Assuming you clear the initial hurdle of not mangling the music itself -- and Avi and producer Kevin Salem (yay Little Monster Records!) do clear that with plenty of room to spare -- the question becomes what songs do you choose to cover, and do you bring your own style to the song.  On  the latter point, she mostly succeeds -- could you ever hear Bobby McFerrin's "Don't Worry, Be Happy" without McFerrin's mouth-music?  Apparently, yes, you could -- it's an excellent start to the album.  Her take on "Rainbow Connection" is more restrained than Kermit's original version.

As for her song selection, some choices are inspired -- the Velvet Underground's "Who Loves the Sun" and Joni Mitchell's "The Circle Game" -- but compared to some other lullaby cover albums, the overall selection is more staid.  And while the "Nightlight Medley" is an interesting mix of American and Malaysian lullabies, as an actual lullaby, it doesn't work as well as an actual lullaby.  (The album as a whole might be a touch too active for lullaby-ing.)

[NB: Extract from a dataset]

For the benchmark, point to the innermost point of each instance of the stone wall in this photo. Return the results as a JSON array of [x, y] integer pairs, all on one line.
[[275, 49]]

As with all lullaby albums, the 31-minute album is targeted at 0 to 4-year-olds and the parents who are desperate for them for fall asleep.  You can hear several songs at Avi's website.  As a lullaby album which for the most part stays solidly in the latter half of the 20th century, Zee Avi's Nightlight will certainly appeal to many modern parents.  While the album isn't the first I'd recommend for families looking to start a lullaby collection, I'd definitely place it ahead of lot of other such albums.  Recommended.

Note: I was provided a copy of the album for possible review.